Until a few decades ago, making popcorn at home in a frying pan with a bit of oil or butter was the only way to cook popcorn, but with modern times comes modern invention, including industrial size popcorn poppers and the at home versions of air poppers. While the choice of whether to use an air popper or to pop your corn is entirely yours, each has distinct advantages and disadvantages.  

Air Poppers
Popping popcorn using air poppers is a newish trend that got its start around the decade of the 70s. While early models of air poppers were available before then, it wasn’t until the mid 70s that they become efficient, easy enough and cheap enough so that the “regular” family could have one at home. Air popped popcorn is distinct:

  • •    It pops clean and contains less fat
  • •    It pops up bigger kernels

Stove Methods
Heating up a frying pan and adding the oil of your choice – about a quarter inch’s worth -  and then adding the kernels is all it takes to pop some of the best tasting popcorn you’ll ever eat. The traditional method for popping corn, using this method is simple, but it could be dangerous where children are involved, so make sure there are adults around when popping.

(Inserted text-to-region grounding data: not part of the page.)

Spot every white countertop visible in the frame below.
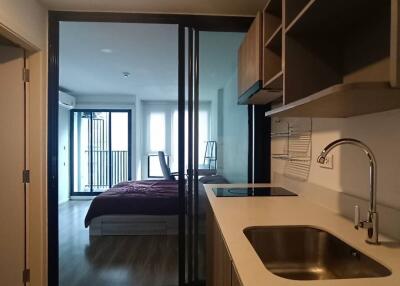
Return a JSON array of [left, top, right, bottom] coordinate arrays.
[[204, 183, 400, 286]]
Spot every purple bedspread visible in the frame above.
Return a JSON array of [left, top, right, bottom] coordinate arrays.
[[84, 180, 178, 227]]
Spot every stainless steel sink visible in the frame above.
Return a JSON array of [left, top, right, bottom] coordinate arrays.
[[244, 226, 391, 280]]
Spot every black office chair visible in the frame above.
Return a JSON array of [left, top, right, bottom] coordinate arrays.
[[158, 151, 177, 181]]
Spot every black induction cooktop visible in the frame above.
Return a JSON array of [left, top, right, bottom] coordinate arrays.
[[212, 187, 297, 197]]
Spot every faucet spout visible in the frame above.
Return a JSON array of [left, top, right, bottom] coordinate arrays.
[[318, 138, 378, 244]]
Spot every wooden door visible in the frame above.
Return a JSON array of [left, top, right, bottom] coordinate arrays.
[[0, 44, 27, 285]]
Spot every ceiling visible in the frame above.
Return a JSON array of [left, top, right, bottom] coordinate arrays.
[[40, 0, 264, 16], [60, 22, 244, 101], [60, 22, 178, 100]]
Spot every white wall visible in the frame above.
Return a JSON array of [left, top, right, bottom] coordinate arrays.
[[271, 109, 400, 239], [58, 106, 70, 204], [0, 0, 47, 49]]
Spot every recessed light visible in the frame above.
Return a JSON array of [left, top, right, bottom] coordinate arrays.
[[122, 72, 131, 78], [100, 48, 113, 53]]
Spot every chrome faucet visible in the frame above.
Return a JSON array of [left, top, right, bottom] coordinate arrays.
[[317, 138, 379, 245]]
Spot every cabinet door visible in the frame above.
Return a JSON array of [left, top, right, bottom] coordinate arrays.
[[238, 12, 262, 96], [232, 263, 243, 286], [207, 203, 232, 286]]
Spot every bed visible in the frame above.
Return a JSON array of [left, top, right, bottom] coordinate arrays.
[[85, 175, 229, 236], [85, 180, 179, 236]]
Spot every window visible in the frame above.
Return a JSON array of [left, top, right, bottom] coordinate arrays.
[[199, 110, 210, 164], [149, 112, 165, 152], [142, 101, 211, 178], [71, 110, 131, 194]]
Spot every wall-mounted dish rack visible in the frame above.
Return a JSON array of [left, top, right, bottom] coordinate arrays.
[[271, 117, 312, 181], [271, 118, 312, 161]]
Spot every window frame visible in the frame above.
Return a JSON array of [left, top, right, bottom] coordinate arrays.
[[69, 109, 132, 196]]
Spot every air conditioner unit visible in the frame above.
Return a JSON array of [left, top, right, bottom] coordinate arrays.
[[59, 91, 76, 109]]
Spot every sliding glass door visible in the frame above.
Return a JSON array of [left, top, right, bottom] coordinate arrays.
[[71, 109, 131, 195], [184, 28, 248, 285]]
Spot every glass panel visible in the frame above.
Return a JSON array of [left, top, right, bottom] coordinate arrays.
[[91, 112, 110, 192], [111, 112, 129, 186], [59, 22, 179, 286], [199, 31, 247, 182], [72, 111, 91, 193], [198, 108, 210, 168], [195, 31, 247, 283]]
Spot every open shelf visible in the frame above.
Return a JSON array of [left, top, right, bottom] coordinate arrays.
[[285, 0, 382, 36], [285, 0, 312, 28], [265, 25, 282, 50], [283, 0, 391, 105], [263, 70, 283, 91], [246, 89, 283, 105], [265, 82, 400, 118], [264, 0, 282, 44], [264, 21, 282, 89], [239, 0, 400, 117], [264, 45, 282, 86]]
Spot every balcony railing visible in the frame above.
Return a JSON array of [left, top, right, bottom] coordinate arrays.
[[85, 150, 129, 191]]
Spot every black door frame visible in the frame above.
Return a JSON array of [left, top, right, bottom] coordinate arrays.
[[48, 11, 252, 286]]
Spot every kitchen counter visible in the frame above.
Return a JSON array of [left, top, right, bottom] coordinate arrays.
[[204, 183, 400, 286]]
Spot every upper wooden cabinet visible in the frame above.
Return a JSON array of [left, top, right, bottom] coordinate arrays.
[[238, 0, 400, 118], [238, 3, 284, 105], [238, 12, 263, 102]]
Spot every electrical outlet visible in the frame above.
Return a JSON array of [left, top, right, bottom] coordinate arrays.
[[320, 155, 333, 169]]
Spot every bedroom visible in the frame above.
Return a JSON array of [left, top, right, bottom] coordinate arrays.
[[57, 21, 250, 286]]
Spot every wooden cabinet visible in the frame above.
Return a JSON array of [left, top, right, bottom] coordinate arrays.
[[266, 0, 400, 117], [232, 264, 244, 286], [239, 0, 400, 118], [207, 202, 243, 286], [238, 12, 262, 96], [238, 3, 284, 105]]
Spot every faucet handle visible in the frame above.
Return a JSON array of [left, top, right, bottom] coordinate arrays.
[[354, 205, 360, 229]]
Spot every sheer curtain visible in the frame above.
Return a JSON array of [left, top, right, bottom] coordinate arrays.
[[142, 101, 210, 178]]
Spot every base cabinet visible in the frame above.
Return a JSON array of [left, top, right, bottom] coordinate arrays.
[[232, 264, 243, 286], [207, 203, 243, 286]]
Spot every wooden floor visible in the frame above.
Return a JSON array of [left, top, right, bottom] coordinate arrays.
[[59, 200, 178, 286]]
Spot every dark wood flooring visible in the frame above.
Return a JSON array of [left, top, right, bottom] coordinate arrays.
[[59, 200, 178, 286]]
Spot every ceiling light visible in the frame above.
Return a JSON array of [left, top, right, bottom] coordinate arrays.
[[100, 48, 112, 53], [122, 72, 131, 78]]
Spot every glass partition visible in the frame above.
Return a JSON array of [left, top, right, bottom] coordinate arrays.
[[198, 31, 248, 183]]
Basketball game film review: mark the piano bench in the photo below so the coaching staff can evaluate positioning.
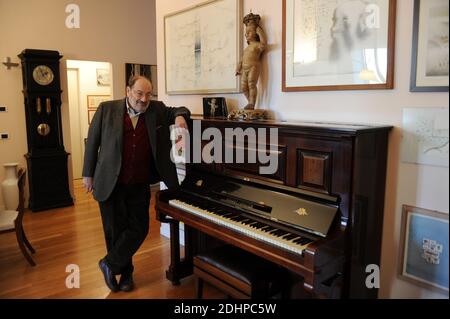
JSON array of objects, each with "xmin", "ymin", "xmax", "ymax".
[{"xmin": 194, "ymin": 245, "xmax": 287, "ymax": 299}]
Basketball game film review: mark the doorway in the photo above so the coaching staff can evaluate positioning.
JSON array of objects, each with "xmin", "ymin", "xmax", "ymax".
[{"xmin": 66, "ymin": 60, "xmax": 112, "ymax": 180}]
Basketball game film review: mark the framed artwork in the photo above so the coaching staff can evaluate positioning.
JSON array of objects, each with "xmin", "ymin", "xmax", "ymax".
[
  {"xmin": 164, "ymin": 0, "xmax": 242, "ymax": 94},
  {"xmin": 399, "ymin": 205, "xmax": 449, "ymax": 294},
  {"xmin": 87, "ymin": 95, "xmax": 110, "ymax": 110},
  {"xmin": 401, "ymin": 107, "xmax": 449, "ymax": 167},
  {"xmin": 410, "ymin": 0, "xmax": 449, "ymax": 92},
  {"xmin": 282, "ymin": 0, "xmax": 396, "ymax": 92},
  {"xmin": 125, "ymin": 63, "xmax": 158, "ymax": 97},
  {"xmin": 203, "ymin": 97, "xmax": 228, "ymax": 118},
  {"xmin": 96, "ymin": 68, "xmax": 110, "ymax": 87}
]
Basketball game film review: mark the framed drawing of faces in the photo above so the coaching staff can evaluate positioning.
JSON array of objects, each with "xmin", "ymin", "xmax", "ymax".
[{"xmin": 282, "ymin": 0, "xmax": 397, "ymax": 92}]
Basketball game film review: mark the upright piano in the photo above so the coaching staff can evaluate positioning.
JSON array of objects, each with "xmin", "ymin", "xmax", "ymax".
[{"xmin": 156, "ymin": 118, "xmax": 392, "ymax": 299}]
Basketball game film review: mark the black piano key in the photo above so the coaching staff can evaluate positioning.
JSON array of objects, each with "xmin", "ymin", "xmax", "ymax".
[
  {"xmin": 267, "ymin": 229, "xmax": 280, "ymax": 234},
  {"xmin": 250, "ymin": 222, "xmax": 265, "ymax": 229},
  {"xmin": 299, "ymin": 238, "xmax": 313, "ymax": 245},
  {"xmin": 282, "ymin": 233, "xmax": 297, "ymax": 240},
  {"xmin": 233, "ymin": 216, "xmax": 248, "ymax": 222},
  {"xmin": 230, "ymin": 215, "xmax": 245, "ymax": 222},
  {"xmin": 262, "ymin": 226, "xmax": 276, "ymax": 232},
  {"xmin": 271, "ymin": 229, "xmax": 288, "ymax": 237},
  {"xmin": 253, "ymin": 223, "xmax": 269, "ymax": 230},
  {"xmin": 222, "ymin": 212, "xmax": 236, "ymax": 218}
]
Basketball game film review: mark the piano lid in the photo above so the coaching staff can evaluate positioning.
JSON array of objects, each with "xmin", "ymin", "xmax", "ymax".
[{"xmin": 181, "ymin": 171, "xmax": 339, "ymax": 237}]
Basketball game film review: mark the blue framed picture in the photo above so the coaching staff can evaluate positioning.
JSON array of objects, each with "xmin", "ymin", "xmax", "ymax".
[{"xmin": 399, "ymin": 205, "xmax": 449, "ymax": 294}]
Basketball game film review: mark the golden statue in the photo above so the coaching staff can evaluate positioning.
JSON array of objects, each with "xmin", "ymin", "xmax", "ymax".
[{"xmin": 235, "ymin": 12, "xmax": 267, "ymax": 111}]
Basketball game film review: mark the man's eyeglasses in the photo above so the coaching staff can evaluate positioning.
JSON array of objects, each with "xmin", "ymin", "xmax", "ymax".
[{"xmin": 132, "ymin": 89, "xmax": 153, "ymax": 100}]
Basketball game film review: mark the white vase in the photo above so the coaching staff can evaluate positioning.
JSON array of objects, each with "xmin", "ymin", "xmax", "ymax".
[{"xmin": 1, "ymin": 163, "xmax": 19, "ymax": 211}]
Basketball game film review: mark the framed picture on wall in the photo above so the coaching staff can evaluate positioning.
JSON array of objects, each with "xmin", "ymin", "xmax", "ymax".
[
  {"xmin": 87, "ymin": 95, "xmax": 110, "ymax": 110},
  {"xmin": 125, "ymin": 63, "xmax": 158, "ymax": 97},
  {"xmin": 96, "ymin": 68, "xmax": 110, "ymax": 87},
  {"xmin": 410, "ymin": 0, "xmax": 449, "ymax": 92},
  {"xmin": 399, "ymin": 205, "xmax": 449, "ymax": 294},
  {"xmin": 164, "ymin": 0, "xmax": 242, "ymax": 94},
  {"xmin": 282, "ymin": 0, "xmax": 397, "ymax": 92},
  {"xmin": 203, "ymin": 97, "xmax": 228, "ymax": 118}
]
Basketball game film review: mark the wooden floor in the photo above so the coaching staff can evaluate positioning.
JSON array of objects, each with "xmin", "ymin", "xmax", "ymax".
[{"xmin": 0, "ymin": 180, "xmax": 225, "ymax": 299}]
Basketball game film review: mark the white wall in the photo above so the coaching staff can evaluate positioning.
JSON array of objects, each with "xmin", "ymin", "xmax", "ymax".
[
  {"xmin": 0, "ymin": 0, "xmax": 157, "ymax": 207},
  {"xmin": 156, "ymin": 0, "xmax": 449, "ymax": 298},
  {"xmin": 66, "ymin": 60, "xmax": 112, "ymax": 179}
]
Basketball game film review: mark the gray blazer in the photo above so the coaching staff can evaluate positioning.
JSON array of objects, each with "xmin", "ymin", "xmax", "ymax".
[{"xmin": 82, "ymin": 98, "xmax": 190, "ymax": 202}]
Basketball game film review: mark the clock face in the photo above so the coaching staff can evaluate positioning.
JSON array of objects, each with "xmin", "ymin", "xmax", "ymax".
[{"xmin": 32, "ymin": 65, "xmax": 54, "ymax": 86}]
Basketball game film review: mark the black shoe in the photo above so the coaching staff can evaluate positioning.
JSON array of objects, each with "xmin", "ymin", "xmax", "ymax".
[
  {"xmin": 99, "ymin": 258, "xmax": 119, "ymax": 292},
  {"xmin": 119, "ymin": 272, "xmax": 134, "ymax": 292}
]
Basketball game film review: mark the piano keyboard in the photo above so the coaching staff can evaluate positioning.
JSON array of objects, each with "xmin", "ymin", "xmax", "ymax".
[{"xmin": 169, "ymin": 198, "xmax": 314, "ymax": 256}]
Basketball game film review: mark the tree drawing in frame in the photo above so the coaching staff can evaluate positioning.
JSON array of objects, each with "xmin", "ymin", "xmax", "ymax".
[
  {"xmin": 282, "ymin": 0, "xmax": 396, "ymax": 91},
  {"xmin": 410, "ymin": 0, "xmax": 449, "ymax": 92}
]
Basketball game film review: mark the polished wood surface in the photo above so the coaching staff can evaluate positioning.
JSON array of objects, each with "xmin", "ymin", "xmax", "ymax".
[
  {"xmin": 0, "ymin": 180, "xmax": 225, "ymax": 299},
  {"xmin": 158, "ymin": 118, "xmax": 392, "ymax": 298}
]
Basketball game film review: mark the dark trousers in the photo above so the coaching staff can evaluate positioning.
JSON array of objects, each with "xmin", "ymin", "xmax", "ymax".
[{"xmin": 98, "ymin": 183, "xmax": 150, "ymax": 275}]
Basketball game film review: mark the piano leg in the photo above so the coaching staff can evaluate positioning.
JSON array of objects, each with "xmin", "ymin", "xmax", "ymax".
[{"xmin": 165, "ymin": 219, "xmax": 194, "ymax": 285}]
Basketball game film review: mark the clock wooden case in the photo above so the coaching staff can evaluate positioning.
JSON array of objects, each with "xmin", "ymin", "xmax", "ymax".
[{"xmin": 18, "ymin": 49, "xmax": 73, "ymax": 212}]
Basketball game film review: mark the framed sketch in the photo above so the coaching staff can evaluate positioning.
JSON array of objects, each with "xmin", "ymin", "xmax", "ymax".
[
  {"xmin": 125, "ymin": 63, "xmax": 158, "ymax": 97},
  {"xmin": 282, "ymin": 0, "xmax": 396, "ymax": 91},
  {"xmin": 410, "ymin": 0, "xmax": 449, "ymax": 92},
  {"xmin": 87, "ymin": 95, "xmax": 110, "ymax": 110},
  {"xmin": 399, "ymin": 205, "xmax": 449, "ymax": 294},
  {"xmin": 203, "ymin": 97, "xmax": 228, "ymax": 118},
  {"xmin": 164, "ymin": 0, "xmax": 242, "ymax": 94},
  {"xmin": 401, "ymin": 107, "xmax": 449, "ymax": 167},
  {"xmin": 96, "ymin": 68, "xmax": 110, "ymax": 87}
]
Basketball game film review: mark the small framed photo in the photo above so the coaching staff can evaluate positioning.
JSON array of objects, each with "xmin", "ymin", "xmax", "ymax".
[
  {"xmin": 96, "ymin": 68, "xmax": 111, "ymax": 87},
  {"xmin": 87, "ymin": 95, "xmax": 110, "ymax": 110},
  {"xmin": 410, "ymin": 0, "xmax": 449, "ymax": 92},
  {"xmin": 399, "ymin": 205, "xmax": 449, "ymax": 294},
  {"xmin": 203, "ymin": 97, "xmax": 228, "ymax": 118}
]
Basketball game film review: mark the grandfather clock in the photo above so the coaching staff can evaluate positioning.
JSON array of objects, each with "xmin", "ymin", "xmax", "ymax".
[{"xmin": 18, "ymin": 49, "xmax": 73, "ymax": 212}]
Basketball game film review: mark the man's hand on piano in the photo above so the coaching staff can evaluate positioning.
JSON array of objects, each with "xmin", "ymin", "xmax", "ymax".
[
  {"xmin": 174, "ymin": 116, "xmax": 188, "ymax": 155},
  {"xmin": 174, "ymin": 116, "xmax": 188, "ymax": 130}
]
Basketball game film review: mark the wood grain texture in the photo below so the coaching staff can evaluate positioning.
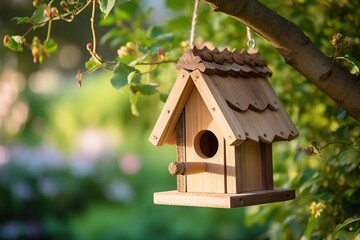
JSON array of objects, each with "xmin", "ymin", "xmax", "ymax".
[
  {"xmin": 176, "ymin": 110, "xmax": 186, "ymax": 192},
  {"xmin": 238, "ymin": 141, "xmax": 262, "ymax": 192},
  {"xmin": 169, "ymin": 162, "xmax": 207, "ymax": 175},
  {"xmin": 149, "ymin": 70, "xmax": 194, "ymax": 146},
  {"xmin": 191, "ymin": 70, "xmax": 245, "ymax": 146},
  {"xmin": 154, "ymin": 188, "xmax": 295, "ymax": 208},
  {"xmin": 185, "ymin": 87, "xmax": 226, "ymax": 193},
  {"xmin": 211, "ymin": 74, "xmax": 298, "ymax": 143},
  {"xmin": 261, "ymin": 143, "xmax": 274, "ymax": 190}
]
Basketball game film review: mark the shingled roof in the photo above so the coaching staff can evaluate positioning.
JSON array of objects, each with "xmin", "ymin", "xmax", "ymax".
[
  {"xmin": 149, "ymin": 47, "xmax": 298, "ymax": 146},
  {"xmin": 177, "ymin": 46, "xmax": 272, "ymax": 78}
]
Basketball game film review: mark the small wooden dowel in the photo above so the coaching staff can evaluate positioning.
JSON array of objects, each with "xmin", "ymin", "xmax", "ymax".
[{"xmin": 168, "ymin": 162, "xmax": 207, "ymax": 175}]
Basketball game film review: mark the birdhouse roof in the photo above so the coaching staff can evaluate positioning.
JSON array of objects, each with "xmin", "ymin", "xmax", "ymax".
[{"xmin": 150, "ymin": 47, "xmax": 298, "ymax": 146}]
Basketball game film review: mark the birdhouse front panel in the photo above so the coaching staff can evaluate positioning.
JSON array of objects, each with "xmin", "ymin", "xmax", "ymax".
[
  {"xmin": 151, "ymin": 47, "xmax": 298, "ymax": 208},
  {"xmin": 184, "ymin": 86, "xmax": 226, "ymax": 194}
]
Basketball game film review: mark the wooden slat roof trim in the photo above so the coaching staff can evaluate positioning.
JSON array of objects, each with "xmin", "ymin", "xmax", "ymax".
[
  {"xmin": 176, "ymin": 47, "xmax": 272, "ymax": 78},
  {"xmin": 211, "ymin": 75, "xmax": 280, "ymax": 112},
  {"xmin": 149, "ymin": 70, "xmax": 195, "ymax": 146},
  {"xmin": 203, "ymin": 74, "xmax": 299, "ymax": 143}
]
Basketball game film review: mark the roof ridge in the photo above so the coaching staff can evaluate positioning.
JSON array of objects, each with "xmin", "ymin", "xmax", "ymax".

Which Popcorn Tastes Better?
Oil popping your popcorn on the stove is indeed an all-American favorite. If you ask any kid, which they like better according to taste, the oil popped popcorn cooked on the stove in a frying pan almost always wins over air popped. Why? Because of the fat in which the kernels are popped. To most cooks, fat means flavor, and flavor is not something an air popper can offer because of the way the poppers are used.

When you cook popcorn on the stove in a frying pan, you add the fat of your choice – butter in most cases – and the kernels soak in that fat. The kernel only pops when  it has sit in the fat long enough for it to get hot enough to produce the required steam pressure. While it pops, it absorbs some of the oil the kernel sat in, which is what translates to the flavor.

On the other hand, an air popper uses hot air for the popping process. The popper heats up the air, which in turn heats up the moisture inside the kernels, and when enough steam builds up, the kernels pop. No fats are needed for this process, and as such, the kernels are dry when they pop, and there are no flavors to retain.

Simply stated – using a fat means you get flavor while using an air popper means you don’t, although you can add a fat after the kernels are popped, but this can cause them to wilt.